Shaw, ever the hard-nosed LPO, was already looking ahead.

“Debrief in twenty,” he said, not wasting a second as they hit the dock. “Get your kits cleaned up. I want full reports on today’s run before 1400.”

“Copy that,” Isaac responded, already unhooking his rebreather.

Zach was beside him, rolling his shoulders. No real signs of fatigue. Good.

As soon as they hit the lockers, everyone moved on instinct—breaking down their rigs, rinsing equipment, running post-dive checks without needing to speak.

This was business as usual.

It was quiet work, but Isaac didn’t mind. He liked the methodical routine of it—checking valves, securing hoses, flushing out regulators. The kind of small details that meant the difference between life and death when they were deployed.
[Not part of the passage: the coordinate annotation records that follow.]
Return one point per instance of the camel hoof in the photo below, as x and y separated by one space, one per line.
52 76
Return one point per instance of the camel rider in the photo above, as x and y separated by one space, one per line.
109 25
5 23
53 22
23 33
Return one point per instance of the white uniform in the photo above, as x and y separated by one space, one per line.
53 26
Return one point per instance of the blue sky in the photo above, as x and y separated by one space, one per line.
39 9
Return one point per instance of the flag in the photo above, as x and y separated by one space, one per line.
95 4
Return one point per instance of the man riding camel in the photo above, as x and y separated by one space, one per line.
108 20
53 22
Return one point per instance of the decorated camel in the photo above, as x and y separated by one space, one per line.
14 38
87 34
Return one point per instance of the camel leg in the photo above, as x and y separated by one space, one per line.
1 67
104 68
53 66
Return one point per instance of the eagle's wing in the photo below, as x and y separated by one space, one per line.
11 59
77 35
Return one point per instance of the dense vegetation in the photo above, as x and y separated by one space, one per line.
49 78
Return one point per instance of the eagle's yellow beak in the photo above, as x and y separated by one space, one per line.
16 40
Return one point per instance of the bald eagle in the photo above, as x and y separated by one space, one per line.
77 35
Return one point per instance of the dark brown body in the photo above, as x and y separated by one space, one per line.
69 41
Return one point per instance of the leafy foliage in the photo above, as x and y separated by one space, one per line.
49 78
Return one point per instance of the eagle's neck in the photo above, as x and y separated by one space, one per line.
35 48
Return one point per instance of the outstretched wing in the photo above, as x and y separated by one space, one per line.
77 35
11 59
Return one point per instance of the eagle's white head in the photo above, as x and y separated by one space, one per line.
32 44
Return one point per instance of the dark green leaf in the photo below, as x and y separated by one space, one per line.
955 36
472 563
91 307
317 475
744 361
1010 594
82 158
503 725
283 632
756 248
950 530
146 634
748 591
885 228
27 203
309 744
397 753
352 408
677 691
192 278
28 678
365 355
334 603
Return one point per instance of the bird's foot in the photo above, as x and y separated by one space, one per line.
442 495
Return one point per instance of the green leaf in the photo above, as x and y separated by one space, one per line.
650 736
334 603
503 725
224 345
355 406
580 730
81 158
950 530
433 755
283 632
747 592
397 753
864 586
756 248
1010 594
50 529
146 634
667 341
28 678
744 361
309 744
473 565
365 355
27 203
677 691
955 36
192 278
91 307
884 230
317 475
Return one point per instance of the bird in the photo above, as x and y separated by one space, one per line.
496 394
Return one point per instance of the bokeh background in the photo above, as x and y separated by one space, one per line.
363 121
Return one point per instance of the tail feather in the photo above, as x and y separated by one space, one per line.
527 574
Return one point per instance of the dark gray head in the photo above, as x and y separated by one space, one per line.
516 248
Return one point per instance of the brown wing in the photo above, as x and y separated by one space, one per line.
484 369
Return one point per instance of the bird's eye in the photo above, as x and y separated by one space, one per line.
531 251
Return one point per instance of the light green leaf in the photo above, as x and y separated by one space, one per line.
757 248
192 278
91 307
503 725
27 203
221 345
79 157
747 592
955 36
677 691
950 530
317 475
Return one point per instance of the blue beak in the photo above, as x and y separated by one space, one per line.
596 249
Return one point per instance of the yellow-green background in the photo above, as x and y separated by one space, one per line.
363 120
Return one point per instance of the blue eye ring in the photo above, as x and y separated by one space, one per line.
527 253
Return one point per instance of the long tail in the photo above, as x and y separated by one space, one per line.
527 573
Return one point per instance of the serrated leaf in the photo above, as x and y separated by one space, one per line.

Across the locker room, Dom was already done with his gear, drying off with a towel.

Isaac met his gaze, nodding once.

“How was it?” Dom asked, his voice level, always calm.

Isaac stripped off the last of his rig, tossing it onto the bench. “Zach held up fine. Shaw’s pushing the new guys, but they’re keeping up.”

Dom huffed out a short breath, clearly unsurprised.

Shaw always pushed hard. It was his job to.

Dom wasn’t a diver—he was their sniper—but he rotated into dive cycles like the rest of them. Every skill had to stay sharp.

And like always, there was an unspoken conversation running beneath his words.

Isaac didn’t have to ask to know Dom had kept an eye on him today.

Even six months later, Dom was still waiting for signs of damage.

Still waiting to see if **what happened back then—**when Isaac had been **taken, beaten, interrogated for information on Isabel—**had left cracks in him.

Isaac knew better.

Dom was watching. Waiting.

Because Dom was going to pay that debt back one way or another.

But Isaac didn’t need it.

Didn’t want it.

Because nothing had changed.

He was still here. Still operational. Still locked in.

Just another rotation.

Dom didn’t press. He never did.

Instead, he leaned back against the bench, crossing his arms. “You sticking around base after this?”

Isaac rolled his neck, stretching out the last bit of tension. “Nah. I got something to handle in town.”

Dom smirked, the barest flicker of amusement crossing his otherwise impassive face.

Isaac ignored it.

He didn’t need the scrutiny.

“Shaw said they might run us through a long-range course next week,” Dom said, shifting gears.

Isaac nodded. They were overdue for one.

“Fast rope insertions still on the schedule?”

Dom sighed, rubbing a hand over his jaw. “Still waiting on approvals. Might be next month.”

Isaac just hummed, mind already working through logistics.

One day they were in the water. The next, they were running airborne ops, night navigation, urban combat drills.

There was no rhythm to it. No predictability.

And that was exactly why most relationships didn’t survive this life.

The job demanded everything.

Women wanted time, consistency.

SEALs had neither to give.

Zach walked over, securing his gear. “You guys hear anything about the next overseas rotation?”

Isaac shook his head. “Shaw’s keeping it close to the vest. He’ll tell us when he knows.”

Dom leaned back, expression unreadable. “It’ll be soon.”

Isaac exhaled, already accepting that reality.

Because it was always soon.

You trained. You deployed. You came back. You trained again.

And for the first time in a long time—

He thought about what he was leaving behind.